It’s no surprise that many people take the opportunity of New Year’s resolutions to revamp their diets. This year, let sous vide take on some of the heavy lifting. These five recipes can help you start the year off right, offering up plenty of whole grains, healthy fats, and abundant plants while maximizing flavor and ease, too. Consider it the antidote for an indulgent holiday season. Cheers to healthy eating!
VEGAN JACKFRUIT CARNITAS TACOS
The jackfruit is a pretty interesting fruit: it’s dense and fibrous like a mango or pineapple, but it’s taste is quite singular. It tastes sweet to most, but when cooked, has a flavor similar to pulled pork. Needless to say, it’s an ideal stand-in for a vegan take on carnitas tacos! Served up with avocado, radish, and mango, no one will miss the meat. Final step: prepare for the onslaught of compliments—and requests for seconds.
VEGAN AVOCADO MASHED POTATOES
There’s nothing wrong with regular ol’ mashed potatoes, but traditional recipes involve heaping amounts of butter and cream. This entirely vegan version sources creaminess from avocados and tasty fat from olive oil spiked with nutrient-rich spinach.
Move over, chicken noodle soup. We have the cure for what ails you, and it’s this sous vide bone broth. Choose either chicken or beef bones to make this flavorful and elegant soup. Turmeric, basil, and coconut milk add extra flavor and nutrient oomph.
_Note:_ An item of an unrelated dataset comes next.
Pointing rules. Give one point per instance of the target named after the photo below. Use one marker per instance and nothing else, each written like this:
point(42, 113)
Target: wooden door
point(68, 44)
Cruciferous vegetables like cabbage pack a healthy punch: vitamins, fiber, and disease-fighting phytochemicals. When prepared sous vide (and then finished on a grill or grill pan), this cabbage arrives to the plate tasting absolutely revelatory. Given the sous vide treatment and then dressed in a zesty honey-mustard dressing, the veggie’s crunchy bitterness gives way to toothsome umami flavor in each bite.
SEARED BRUSSELS SPROUTS
Here’s a true statement: tahini makes almost any vegetable dish taste incredible. That’s the case for this tasty sous vide dish, which finishes off the mini cabbages with a harissa-tahini sauce. If you need more of a reason to make this healthy plate: the recipe requires minimal prep and can be done by beginner-level cooks. Get to it!
Lighten up taco night with these vegan sous vide tacos.
Aquafaba—the water from cooked chickpeas—is a versatile binding ingredient. Plus, it’s vegan!
Use your sous vide circulator to prep all aspects of this special salad.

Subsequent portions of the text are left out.